Выбрать главу

Жене Пушкин сообщает, что Брюллов ему «очень понравился», что «он настоящий художник и добрый малый». Еще пишет, что Брюллов боится «русского холода и прочего», а пуще всего «неволи»… «Я стараюсь его утешить и ободрить; а между тем у меня у самого душа в пятки уходит, как вспомню, что я журналист. Будучи еще порядочным человеком, я получал уж полицейские выговоры… Что же теперь со мною будет?.. черт догадал меня родиться в России с душою и талантом! Весело, нечего сказать», — завершал он свое письмо.

Раз коснувшись больной темы — положения человека искусства в николаевской России, — возвращались к ней беспрестанно. Пушкин рассказывал, как десять лет назад, взошедши по колено в крови на престол, Николай вернул его из ссылки: «Фельдъегерь подхватил меня из моего насильственного уединения и на почтовых привез в Москву, прямо в Кремль, и всего покрытого грязью меня ввели в кабинет императора, который сказал мне: — Здравствуй, Пушкин, доволен ли ты своим возвращением?» А после царь спросил, принял ли бы поэт участие в восстании декабристов, если б был в Петербурге. «Непременно, государь, — хватило смелости у поэта на такую опасную правду, — все друзья мои были в заговоре, и я не мог бы не участвовать в нем.
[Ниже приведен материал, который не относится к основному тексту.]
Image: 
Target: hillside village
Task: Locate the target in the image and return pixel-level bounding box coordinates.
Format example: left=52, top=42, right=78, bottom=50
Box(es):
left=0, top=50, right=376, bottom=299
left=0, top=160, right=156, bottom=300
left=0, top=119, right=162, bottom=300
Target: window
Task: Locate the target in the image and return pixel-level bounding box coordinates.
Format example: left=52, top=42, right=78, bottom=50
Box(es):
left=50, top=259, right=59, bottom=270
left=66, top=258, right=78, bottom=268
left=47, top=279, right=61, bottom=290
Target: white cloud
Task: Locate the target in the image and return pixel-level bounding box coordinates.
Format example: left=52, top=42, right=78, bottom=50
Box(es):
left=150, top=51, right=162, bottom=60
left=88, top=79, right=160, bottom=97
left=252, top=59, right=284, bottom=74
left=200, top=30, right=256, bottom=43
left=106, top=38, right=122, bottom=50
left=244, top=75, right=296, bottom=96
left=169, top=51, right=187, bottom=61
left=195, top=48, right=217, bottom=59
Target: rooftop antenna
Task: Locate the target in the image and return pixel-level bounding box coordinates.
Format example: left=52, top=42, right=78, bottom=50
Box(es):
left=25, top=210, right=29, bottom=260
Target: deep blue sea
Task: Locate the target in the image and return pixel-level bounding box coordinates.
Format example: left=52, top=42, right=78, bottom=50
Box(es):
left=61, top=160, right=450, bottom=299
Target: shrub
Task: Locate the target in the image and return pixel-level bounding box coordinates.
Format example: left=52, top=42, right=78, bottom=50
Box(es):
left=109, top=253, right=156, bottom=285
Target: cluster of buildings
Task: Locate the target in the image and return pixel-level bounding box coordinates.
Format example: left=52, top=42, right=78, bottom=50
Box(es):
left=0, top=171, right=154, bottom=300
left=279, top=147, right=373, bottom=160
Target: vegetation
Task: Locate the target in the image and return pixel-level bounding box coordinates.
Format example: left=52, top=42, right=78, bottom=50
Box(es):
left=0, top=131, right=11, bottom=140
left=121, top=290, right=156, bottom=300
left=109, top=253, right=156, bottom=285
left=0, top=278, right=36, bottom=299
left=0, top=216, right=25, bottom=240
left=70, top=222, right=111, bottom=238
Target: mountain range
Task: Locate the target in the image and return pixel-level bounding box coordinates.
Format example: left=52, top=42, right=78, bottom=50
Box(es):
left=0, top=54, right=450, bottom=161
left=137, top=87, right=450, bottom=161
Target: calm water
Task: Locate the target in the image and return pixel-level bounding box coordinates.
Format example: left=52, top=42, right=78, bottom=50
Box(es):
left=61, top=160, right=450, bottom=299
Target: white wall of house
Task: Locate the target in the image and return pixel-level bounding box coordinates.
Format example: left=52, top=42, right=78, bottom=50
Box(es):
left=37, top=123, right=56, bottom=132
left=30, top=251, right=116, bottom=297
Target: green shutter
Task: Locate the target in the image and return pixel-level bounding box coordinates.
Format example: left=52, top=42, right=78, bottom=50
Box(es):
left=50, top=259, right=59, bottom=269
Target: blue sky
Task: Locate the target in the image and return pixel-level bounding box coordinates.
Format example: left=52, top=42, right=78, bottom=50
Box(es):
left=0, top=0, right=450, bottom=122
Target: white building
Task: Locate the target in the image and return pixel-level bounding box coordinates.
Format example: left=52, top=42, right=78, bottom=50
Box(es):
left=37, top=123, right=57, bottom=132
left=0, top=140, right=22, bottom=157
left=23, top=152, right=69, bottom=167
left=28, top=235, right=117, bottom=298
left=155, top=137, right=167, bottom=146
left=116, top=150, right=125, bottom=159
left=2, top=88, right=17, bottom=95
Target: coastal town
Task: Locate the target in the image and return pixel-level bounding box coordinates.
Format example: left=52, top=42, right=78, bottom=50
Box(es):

Одно лишь отсутствие спасло меня, за что я благодарю бога…» Себе самому он ответил на этот вопрос, когда на черновике «Полтавы», рядом с рисунком виселицы с пятью повешенными написал: «И я бы мог…» Когда же Пушкин пожаловался царю на цензуру, тот ответил, что вовсе освобождает его от общей цензуры, что он сам будет отныне цензором поэта… Слушавший поэта Брюллов не знал еще, что такая же участь ждет и его — ему вскоре по приезде в столицу царь тоже велит приносить на просмотр все написанное…

Пушкин с горечью рассказывал о том, в какой неволе держит его нынешний царь. В 1828 году просился в действующую армию на Кавказ — не разрешили. Просился съездить в Париж — не пустили. А когда он все же сам рискнул в следующем году побывать на Кавказе — какое унизительное объяснение пришлось писать по этому поводу Бенкендорфу! В 1830 году просился сопровождать посольство в Китай — опять отказ. В Полтаву — опять запрет. Наконец, в прошлом году обратился к царю с прошением года на три-четыре уехать к себе в деревню — так и на то не дано высочайшего дозволения. В такой малости — опять утеснение свободы. Вот Петр I «не боялся народной свободы, ибо доверял своему могуществу», — так говорил Пушкин, и Брюллов соглашался с ним: да, действительно, многие меры пресечения нынешнего николаевского правительства проистекают от слабости, от неуверенности в себе. Да и откуда взяться уверенности, если даже Бенкендорф называет крепостное право «пороховым погребом под государством, вот-вот готовым взорваться…»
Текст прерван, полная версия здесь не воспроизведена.